Андрей вынул кинжал и взял кинжалы у Джонни и Виктора. Скрестив кинжалы на столе, Андрей сказал:

— Нам нужна священная клятва на крови и огне. Кто даст кровь?

Все молчали.

— Трусы! — отчетливо шепнула Лена.

Виктор взял со стола кинжал, накалил острый кончик на пламени свечи и уколол руку выше ладони. На скрещенные лезвия упала капля крови. К столу на смену Хованю подошел Джонни. Он проделывал всю церемонию медленно, торжественно, надуваясь и пыхтя.

Женя с глазами, полными слез, наблюдала эту ка тину.

— Клянитесь! — сказал Андрей, откидывая назад рыжие волосы. — Клянитесь, что никому не откроете нашей тайны.

— Клянитесь именем Корнваллийских Палачей! — сказала Лена.

Она стояла около свечи. Пламя бросало неровные отсветы на эту небольшую, ладно сложенную девочку.

После того, как все приняли клятву, Андрей рассказал, что вчера он захотел покурить, пробрался в сарай, где было сложено сено, чуть не поджег его, и отец… — Тут Андрей замялся.

— Одним словом, вздрючил, — разъяснил Джонни. Он всегда отличался бестактностью.

Виктор, стоявший около Андрея, заметил, как тот густо покраснел.

— Ну, я и решил убежать в Америку, — глухо сказал рыжий Андрей.

— А я вместе с ним, — прибавила Лена. — Пускай не дерется. Тоже еще…

Кто хочет идти с нами? — спросил Андрей.

Женя заревела. Уткнувшись в спину Лены, она трясла головой, что-то силилась сказать, но захлебывалась слезами.

— Я не могу, — сказал Виктор. — Я не могу ехать с вами. Надо сказать папе, а он не отпустит. Врать я не имею права — я ж бойскаут.

— Плевать мне на бойскаутов, — решительно заявил Джонни. — Я подумаю и завтра скажу.

Мрачный, оскорбленный в лучших своих чувствах, Андрей покинул беседку, не попрощавшись. Он ожидал, что ребята с восторгом последуют за ним, а эти нюни… На пороге он остановился, окинул ребят пренебрежительным взором, тряхнул рыжей головой и гневно проговорил:

— Тоже, палачи!

Шагая рядом с Леной, Виктор утешал ее:

— Я подумаю, может быть, тоже с вами поеду. Ты не сердись на меня, Лена Я ведь бойскаут, я же дал честное слово папе ничего не делать без него. А то бы хоть завтра! Взял бы мамин портрет и — с вами.

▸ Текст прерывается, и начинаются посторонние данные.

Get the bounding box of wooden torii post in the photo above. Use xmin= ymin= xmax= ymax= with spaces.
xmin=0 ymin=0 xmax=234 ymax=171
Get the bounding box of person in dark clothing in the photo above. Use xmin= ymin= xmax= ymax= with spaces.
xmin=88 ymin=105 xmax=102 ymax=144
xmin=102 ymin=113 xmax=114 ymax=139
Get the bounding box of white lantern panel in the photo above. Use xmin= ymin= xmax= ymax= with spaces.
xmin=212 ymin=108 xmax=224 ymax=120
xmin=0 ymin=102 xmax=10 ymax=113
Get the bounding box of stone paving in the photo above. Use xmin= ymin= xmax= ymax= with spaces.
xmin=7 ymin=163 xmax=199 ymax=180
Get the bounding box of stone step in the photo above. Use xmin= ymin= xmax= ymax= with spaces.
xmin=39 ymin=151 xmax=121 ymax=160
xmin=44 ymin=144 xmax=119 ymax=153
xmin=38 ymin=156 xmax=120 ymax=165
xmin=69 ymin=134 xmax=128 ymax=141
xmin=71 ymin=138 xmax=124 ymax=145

Лена молчала. По щекам ее катились слезы. В Америку ее не очень тянуло.

Поездка не состоялась — экономка Компанейцев, Васса, неосторожно посвященная ребятами в планы побега, струсила и рассказала о затее детей их отцу, учителю истории Сергею Петровичу Компанейцу.

Сергей Петрович нашел заготовленные ребятами мешки с провизией и проплакал весь вечер до возвращения Андрея и Лены. Сидя с ним рядом на диване, выла, словно по покойнику, Васса.

9

Обитатели Матросской и Церковноучилищной улиц встретили слухи об октябрьских событиях в Москве и Питере каждый по-своему. Дети даже обрадовались: прошел слух, что большевики отменяют школы, учебники, отметки и школьных инспекторов.

Их родители, за исключением отца Джонни, который спокойно варил самогон, — в дни, последовавшие за революцией, развили бурную деятельность.

Отец Жени Камневой прятал золото и дорогие вещи.

Сергей Петрович Компанеец возмущался «наглостью большевиков, не посчитавшихся с демократией», и чистил охотничье ружье; он ждал, что верхнереченские улицы покроются баррикадами и народ перестреляет большевиков. Баррикады не появлялись, а ружье у Сергея Петровича отобрали.

Адвокат Кузнецов занялся торговлей лошадьми. На воротах его дома появилась вывеска: «Уполномоченный петроградской конторы по закупке лошадей. Верхнереченское отделение». Кузнецов стал часто принимать в своем доме подозрительных людей, обутых в тяжелые кожаные сапоги. Люди эти с большой опаской приносили Кузнецову какие-то бумаги, которые он тщательно переписывал и переправлял в Москву.

Отец Виктора вскоре после переворота решил бежать из Верхнереченска на юг, но ночью накануне побега его арестовали и отвели в тюрьму. В тот же день губсовдеп предложил Петру Игнатьевичу очистить особняк; здесь должен был разместиться детский дом.

Петр Игнатьевич упал было духом, но явился добрый человек — им оказался адвокат Кузнецов. Полагая, что большевики не сегодня-завтра сорвутся и Евгений Игнатьевич, снова войдя в силу, не забудет друга, адвокат предложил Петру Игнатьевичу перебраться к нему в дом на Матросской улице.